Transgenic ascl1b-2A-Cre, olig2-2A-Cre and neurod1-2A-Cre lines express functional Cre that promotes recombination at loxP sites in the expected neural progenitor populations. (a) F0 adults harboring precise integration alleles were mated to the recombination reporter line ubi:Switch to generate double transgenic 2A-Cre driver; ubi:Switch embryos. (b–d) Confocal imaging of 3 dpf double transgenic ascl1b-2A-Cre; ubi:switch (b), olig2b-2A-Cre; ubi:switch (c), and neurod1-2A-Cre; ubi:switch (d) larvae shows a switch from GFP to mCherry expression in neural cells derived from ascl1b, olig2, and neurod1 progenitors. (e) A switch from GFP to mCherry expression isn’t detected in single transgenic ubi:Switch larvae. fb forebrain, γ-cry gamma crystallin promoter, EGFP green fluorescent protein, hb hindbrain, mb midbrain, nt neural tube, op olfactory placode, r retina. Scale bar 200 μm.
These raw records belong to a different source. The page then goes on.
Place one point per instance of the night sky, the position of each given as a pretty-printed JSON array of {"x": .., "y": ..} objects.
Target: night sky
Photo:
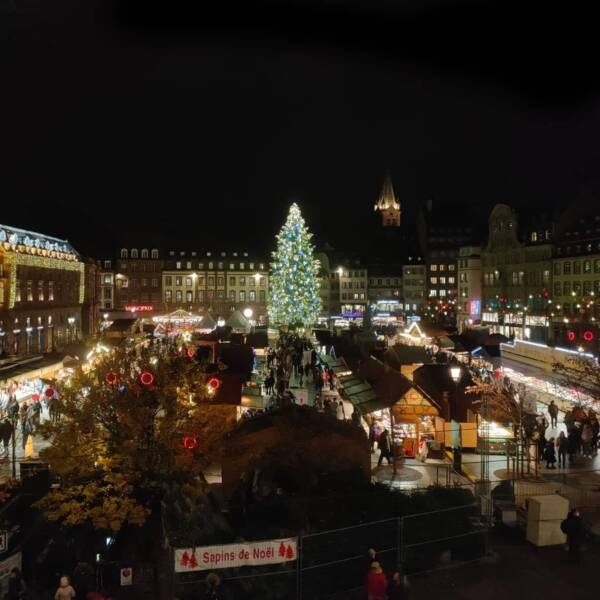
[{"x": 155, "y": 123}]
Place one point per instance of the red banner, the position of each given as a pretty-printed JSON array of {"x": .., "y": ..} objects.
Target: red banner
[{"x": 235, "y": 555}]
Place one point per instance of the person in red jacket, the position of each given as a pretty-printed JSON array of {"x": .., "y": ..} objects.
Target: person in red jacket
[{"x": 376, "y": 583}]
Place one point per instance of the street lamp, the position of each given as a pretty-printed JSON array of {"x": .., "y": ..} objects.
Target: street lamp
[{"x": 455, "y": 373}]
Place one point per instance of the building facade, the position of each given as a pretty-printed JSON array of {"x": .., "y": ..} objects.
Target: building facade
[
  {"x": 138, "y": 280},
  {"x": 42, "y": 290},
  {"x": 218, "y": 282},
  {"x": 576, "y": 285},
  {"x": 469, "y": 287},
  {"x": 517, "y": 280}
]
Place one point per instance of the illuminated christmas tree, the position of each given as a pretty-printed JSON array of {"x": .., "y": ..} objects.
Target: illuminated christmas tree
[{"x": 294, "y": 295}]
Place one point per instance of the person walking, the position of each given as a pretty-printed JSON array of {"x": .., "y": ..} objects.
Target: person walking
[
  {"x": 213, "y": 581},
  {"x": 17, "y": 590},
  {"x": 384, "y": 448},
  {"x": 376, "y": 583},
  {"x": 574, "y": 529},
  {"x": 65, "y": 590},
  {"x": 562, "y": 446},
  {"x": 553, "y": 412},
  {"x": 550, "y": 454}
]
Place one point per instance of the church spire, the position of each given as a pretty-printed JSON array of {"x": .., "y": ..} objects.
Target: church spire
[{"x": 388, "y": 204}]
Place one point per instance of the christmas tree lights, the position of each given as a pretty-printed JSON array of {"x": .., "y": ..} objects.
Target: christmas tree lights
[{"x": 294, "y": 296}]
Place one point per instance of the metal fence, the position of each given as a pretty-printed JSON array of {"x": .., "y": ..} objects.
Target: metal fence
[{"x": 335, "y": 561}]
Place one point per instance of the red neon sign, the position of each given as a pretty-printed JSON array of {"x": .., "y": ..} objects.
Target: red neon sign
[
  {"x": 139, "y": 307},
  {"x": 147, "y": 378},
  {"x": 214, "y": 383}
]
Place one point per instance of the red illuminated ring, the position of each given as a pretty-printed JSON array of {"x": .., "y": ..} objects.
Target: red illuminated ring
[
  {"x": 110, "y": 378},
  {"x": 190, "y": 442},
  {"x": 147, "y": 378},
  {"x": 214, "y": 383}
]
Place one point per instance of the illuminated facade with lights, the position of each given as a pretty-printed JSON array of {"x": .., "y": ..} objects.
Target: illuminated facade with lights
[
  {"x": 517, "y": 280},
  {"x": 42, "y": 290},
  {"x": 217, "y": 282}
]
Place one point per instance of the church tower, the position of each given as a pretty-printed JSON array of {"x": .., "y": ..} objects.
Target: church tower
[{"x": 388, "y": 204}]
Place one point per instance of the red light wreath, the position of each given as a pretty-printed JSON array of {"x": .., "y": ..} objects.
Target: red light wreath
[
  {"x": 190, "y": 442},
  {"x": 147, "y": 378},
  {"x": 110, "y": 378}
]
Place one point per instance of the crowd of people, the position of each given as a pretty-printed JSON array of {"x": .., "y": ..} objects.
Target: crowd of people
[{"x": 581, "y": 438}]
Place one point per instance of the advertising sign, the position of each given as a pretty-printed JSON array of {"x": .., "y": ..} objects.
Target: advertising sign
[{"x": 266, "y": 552}]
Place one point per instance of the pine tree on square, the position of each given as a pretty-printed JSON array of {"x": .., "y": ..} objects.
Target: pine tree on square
[{"x": 294, "y": 296}]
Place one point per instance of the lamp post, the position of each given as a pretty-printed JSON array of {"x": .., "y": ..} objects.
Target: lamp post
[{"x": 455, "y": 373}]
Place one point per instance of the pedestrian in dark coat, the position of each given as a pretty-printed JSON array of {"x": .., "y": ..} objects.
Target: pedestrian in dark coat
[
  {"x": 385, "y": 448},
  {"x": 573, "y": 527}
]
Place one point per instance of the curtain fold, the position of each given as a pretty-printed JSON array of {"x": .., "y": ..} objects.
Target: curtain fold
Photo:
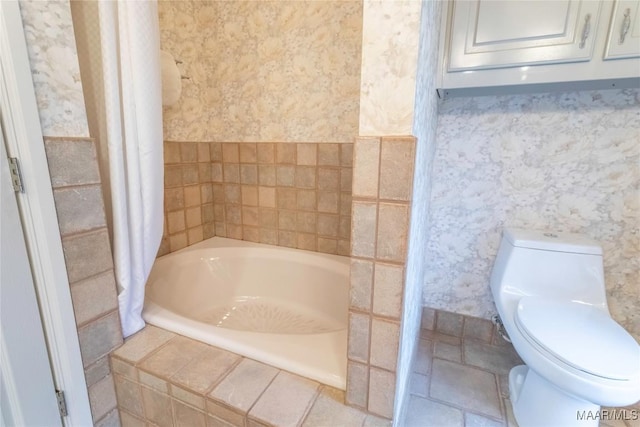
[{"x": 119, "y": 52}]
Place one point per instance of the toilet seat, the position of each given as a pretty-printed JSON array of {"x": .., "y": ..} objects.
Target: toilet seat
[{"x": 580, "y": 335}]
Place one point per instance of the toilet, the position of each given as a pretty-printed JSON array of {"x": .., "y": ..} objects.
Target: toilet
[{"x": 550, "y": 294}]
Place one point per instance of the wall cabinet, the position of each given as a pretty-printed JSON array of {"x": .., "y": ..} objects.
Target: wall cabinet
[{"x": 501, "y": 46}]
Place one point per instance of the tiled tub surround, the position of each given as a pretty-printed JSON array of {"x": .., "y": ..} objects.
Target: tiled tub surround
[
  {"x": 165, "y": 379},
  {"x": 85, "y": 240},
  {"x": 382, "y": 184}
]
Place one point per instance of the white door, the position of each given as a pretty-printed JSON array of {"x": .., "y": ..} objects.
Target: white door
[
  {"x": 507, "y": 33},
  {"x": 27, "y": 394}
]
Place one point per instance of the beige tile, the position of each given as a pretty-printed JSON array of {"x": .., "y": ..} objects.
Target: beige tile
[
  {"x": 358, "y": 344},
  {"x": 361, "y": 284},
  {"x": 387, "y": 290},
  {"x": 248, "y": 152},
  {"x": 306, "y": 222},
  {"x": 363, "y": 235},
  {"x": 286, "y": 153},
  {"x": 385, "y": 340},
  {"x": 327, "y": 246},
  {"x": 267, "y": 197},
  {"x": 287, "y": 238},
  {"x": 231, "y": 173},
  {"x": 171, "y": 152},
  {"x": 357, "y": 393},
  {"x": 268, "y": 218},
  {"x": 382, "y": 390},
  {"x": 287, "y": 220},
  {"x": 329, "y": 154},
  {"x": 466, "y": 387},
  {"x": 396, "y": 168},
  {"x": 186, "y": 416},
  {"x": 365, "y": 167},
  {"x": 174, "y": 199},
  {"x": 285, "y": 176},
  {"x": 393, "y": 226},
  {"x": 157, "y": 407},
  {"x": 194, "y": 216},
  {"x": 192, "y": 196},
  {"x": 329, "y": 410},
  {"x": 102, "y": 397},
  {"x": 285, "y": 401},
  {"x": 72, "y": 162},
  {"x": 249, "y": 174},
  {"x": 307, "y": 154},
  {"x": 266, "y": 152},
  {"x": 346, "y": 154},
  {"x": 267, "y": 175},
  {"x": 173, "y": 356},
  {"x": 201, "y": 373},
  {"x": 204, "y": 154},
  {"x": 423, "y": 412},
  {"x": 286, "y": 198},
  {"x": 129, "y": 396},
  {"x": 230, "y": 153},
  {"x": 328, "y": 179},
  {"x": 153, "y": 382},
  {"x": 449, "y": 323},
  {"x": 328, "y": 202},
  {"x": 188, "y": 152},
  {"x": 307, "y": 241},
  {"x": 79, "y": 208},
  {"x": 249, "y": 195},
  {"x": 99, "y": 337},
  {"x": 496, "y": 359},
  {"x": 142, "y": 343},
  {"x": 307, "y": 200},
  {"x": 94, "y": 297},
  {"x": 242, "y": 386},
  {"x": 305, "y": 177},
  {"x": 446, "y": 351},
  {"x": 476, "y": 328}
]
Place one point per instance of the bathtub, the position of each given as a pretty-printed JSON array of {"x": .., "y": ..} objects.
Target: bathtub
[{"x": 283, "y": 307}]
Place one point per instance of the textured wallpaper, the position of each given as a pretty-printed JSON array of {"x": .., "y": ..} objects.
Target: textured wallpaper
[
  {"x": 562, "y": 161},
  {"x": 390, "y": 39},
  {"x": 54, "y": 65},
  {"x": 285, "y": 71}
]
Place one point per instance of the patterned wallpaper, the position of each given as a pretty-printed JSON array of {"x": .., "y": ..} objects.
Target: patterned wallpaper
[
  {"x": 390, "y": 40},
  {"x": 51, "y": 43},
  {"x": 560, "y": 161},
  {"x": 259, "y": 71}
]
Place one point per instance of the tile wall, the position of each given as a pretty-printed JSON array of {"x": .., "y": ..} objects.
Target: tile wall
[
  {"x": 382, "y": 188},
  {"x": 85, "y": 241},
  {"x": 286, "y": 194}
]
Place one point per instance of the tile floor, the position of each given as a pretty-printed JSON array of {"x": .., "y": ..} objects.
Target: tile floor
[{"x": 164, "y": 379}]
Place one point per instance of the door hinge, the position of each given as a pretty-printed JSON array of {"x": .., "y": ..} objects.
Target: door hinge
[
  {"x": 62, "y": 403},
  {"x": 16, "y": 175}
]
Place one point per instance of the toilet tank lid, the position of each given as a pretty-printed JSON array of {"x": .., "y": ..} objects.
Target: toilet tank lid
[{"x": 552, "y": 241}]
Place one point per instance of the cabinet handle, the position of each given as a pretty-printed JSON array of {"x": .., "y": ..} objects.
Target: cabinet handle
[{"x": 626, "y": 23}]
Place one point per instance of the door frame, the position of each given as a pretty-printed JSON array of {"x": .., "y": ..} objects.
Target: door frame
[{"x": 42, "y": 234}]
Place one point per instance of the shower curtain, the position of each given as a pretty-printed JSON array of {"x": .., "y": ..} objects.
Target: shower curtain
[{"x": 119, "y": 53}]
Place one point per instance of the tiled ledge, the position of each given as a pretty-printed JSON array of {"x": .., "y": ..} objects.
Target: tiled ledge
[{"x": 165, "y": 379}]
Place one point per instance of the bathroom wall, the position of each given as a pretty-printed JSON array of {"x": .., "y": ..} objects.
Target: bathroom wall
[
  {"x": 559, "y": 161},
  {"x": 264, "y": 71},
  {"x": 73, "y": 169}
]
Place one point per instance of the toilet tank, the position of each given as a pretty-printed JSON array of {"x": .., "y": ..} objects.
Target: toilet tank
[{"x": 557, "y": 265}]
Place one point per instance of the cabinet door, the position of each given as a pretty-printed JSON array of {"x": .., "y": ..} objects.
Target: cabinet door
[
  {"x": 624, "y": 31},
  {"x": 502, "y": 33}
]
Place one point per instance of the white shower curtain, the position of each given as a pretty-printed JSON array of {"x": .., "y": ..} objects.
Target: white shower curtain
[{"x": 119, "y": 52}]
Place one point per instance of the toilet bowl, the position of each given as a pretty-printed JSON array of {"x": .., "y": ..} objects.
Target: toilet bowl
[{"x": 550, "y": 294}]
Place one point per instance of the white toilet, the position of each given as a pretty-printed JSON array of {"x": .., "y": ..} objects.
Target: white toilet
[{"x": 550, "y": 294}]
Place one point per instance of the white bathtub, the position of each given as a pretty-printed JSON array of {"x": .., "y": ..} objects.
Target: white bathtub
[{"x": 284, "y": 307}]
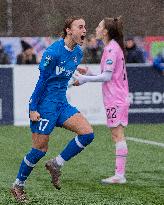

ascl1b-2A-Cre, olig2-2A-Cre and neurod1-2A-Cre Cre recombinase activity in the 3 dpf larval midbrain and hindbrain. F3 or F2 adults were mated to the recombination reporter line ubi:Switch to generate double transgenic embryos. Confocal imaging of ascl1b-2A-Cre; ubi:Switch (a–a′′,b–b′′), control sibling ubi:Switch (c,d), olig2-2A-Cre; ubi:Switch (e–e′′,f–f′′) and neurod1-2A-Cre; ubi:Switch (g–g′′,h–h′′) larval midbrain tectum (t), cerebellum (c) and hindbrain (h). Arrows point to the ventricular zone lining the midbrain and hindbrain ventricles (v). Expression of ascl1b-2A-Cre earlier in brain development leads to nearly all descendant neurons expressing mCherry (a,b). No switching occurs in the absence of Cre (c–c′′,d–d′′). olig2-2A-Cre leads to mCherry expression in a subset of cells in the cerebellum (arrowheads), and neural progenitors lining the hindbrain ventricular zone and their descendants (e,f). In neurod1-2A-Cre mCherry expression is absent from the ventricular zone (v arrows) but present throughout neurons in the tectum, cerebellum (arrowheads) and hindbrain (g,h). Scale bars 50 μm.

Tamoxifen regulated CreERT2 recombinase activity in F0 somatic targeted embryos. (a) nacre; ubi:Switch embryos injected with Cas9mRNA, sgRNAs and the neurod1-2A-CreERT2 targeting vector. At 6 hpf embryos were mock treated or treated with 5um 4-hydroxytamoxifen and imaged at 3 dpf. (b–b′′) Injected embryos without treatment or (c–c′′) mock treated show a low level of expression in the brain. (d–d′′) 4-hydroxytamoxifen treatment resulted in switching from EGFP to mCherry expression in cells in the midbrain, hindbrain and neural tube. Arrows point to off-target expression. (e–e′′) Dorsal imaging of the brain in the larvae shown in d–d′′ revealed mCherry expression was detected in cells throughout the midbrain and hindbrain parenchymal tissue. 4-OHT 4-hydroxytamoxifen, c cerebellum, EGFP enhanced green fluorescent protein, hb hindbrain, mb midbrain, nt neural tube, t optic tectum, v ventricle. Scale bars (b′′,c′′,d′′) 200 μm; (e′′) 50 μm.